WITZ ABSOLUT
Mit
plötzlichem allgemeinem Prusten brichts los.
Bald lachen alle schallend, manchem wird die Luft zu knapp und so lacht
er rotglühenden Antlitzes lautlos weiter, andere kichern hustend.
Schon kippen die ersten von den Sitzen. Wer sich im Sitz noch halten kann,
hängt meist schief darin ganz Ausgelassene knien drauf und
pumpern johlend mit den Köpfen gegen die Lehnen.

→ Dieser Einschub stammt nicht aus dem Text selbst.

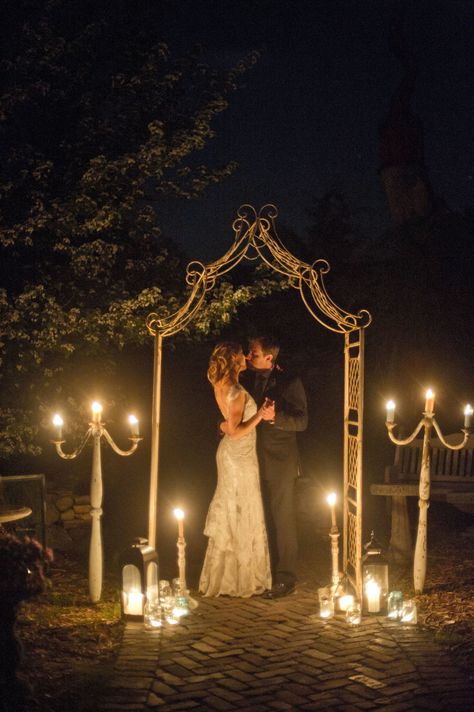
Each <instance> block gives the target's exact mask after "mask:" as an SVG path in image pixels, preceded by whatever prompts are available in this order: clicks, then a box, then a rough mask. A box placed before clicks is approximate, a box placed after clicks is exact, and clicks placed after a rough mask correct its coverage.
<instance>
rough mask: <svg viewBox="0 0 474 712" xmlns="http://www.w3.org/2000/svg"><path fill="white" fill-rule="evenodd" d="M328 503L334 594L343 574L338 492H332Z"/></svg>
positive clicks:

Amüsierte Sanitäter laufen herbei, Tränen der Heiterkeit
in den Augen. Mühsam und selber nach Luft ringend richten sie die
haltlos am Boden Strampelnden wieder einigermaßen auf, versorgen
mittels kühlender Umschläge Hämatome auf Oberschenkeln,
klopfen den allzu stark Hustenden hilfreich auf die Rücken und setzen
dort wo es Not tut Sauerstoffmasken ein.
Gläser klirren und Verputz bröckelt von den Wänden.
Die nächstliegenden Seismografen schlagen leicht aus.
Im Umkreis des Theaters beginnen einige Anrainerkinder vor Angst zu greinen.
Jemand verständigt für alle Fälle die Feuerwehr.
Weit mehr als eine Viertelstunde dauerts, bis auch der letzte die verkrampften
Arme vom Bauche löst und die Zwerchfelle sich etwas lockern.
Der eine oder die andere atmet noch einmal tief durch, die Heiterkeitszähren
sind noch nicht getrocknet, als der Kabarettist neuerlich zu sprechen
beginnt.
Schelmisch lächelnd sagt er nur: Politik" und sie geraten
gleich wieder allesamt außer Rand und Band.
Da liegen schon wieder welche in fröhlichen Krämpfen.
Wildfremde Menschen liegen einander in den Armen.
Da und dort liegen einsam bleckende Gebisse am Boden.
Zunehmend deutlich liegt ein Geruch von Urin in der Luft.
Die inzwischen eingetroffenen und vorerst noch ernsthaften Feuerwehrleute
pölzen die Außenmauern des Gebäudes, in dem die Menge ausgelassen
tobt und jede Aufforderung zur Evakuierung des Theaters mit kopfschüttelndem
Prusten und Japsen quittiert.
Unter großen Anstrengungen und viel Wiehern wird den neu hinzugekommenen
Helfern der Witz nacherzählt, und jemand schildert in winselndem
Lallen, wie der Mann auf der Bühne dann noch Politik"
gesagt hat.
Damit sind auch die Uniformierten, unter ihnen mittlerweile auch einige
Polizisten, infiziert und integriert. Die Beamten streifen lustig ihre
Würden ab, knöpfen die Uniformblusen auf, werfen Helme und Kappen
in die Luft.
Besonders dann, wenn ein Helm krachend am Ende seiner ballistischen Bahn
anlangt, haben alle noch mehr zu lachen.
Niemand kümmert sich weiter um die roten Autos, die draußen
stehen und einen Verkehrsstau verursachen, und niemanden kümmerts,
ob die Pölzung wirklich hält.
Vereinzelte Personen arbeiten sich, schwachen Impulsen gehorchend, auf
allen Vieren dem Ausgang zu und sorgen damit dafür, daß die
Stimmung auf dem Höhepunkt bleibt.
Der Kabarettist, ruhender Fels im brandenden Lachen, braucht jetzt nichts
mehr zu tun außer grinsend zu nicken. Wer ihn so sieht, brüllt,
japst, kann nicht mehr.
So muß er wirken, der absolute Witz.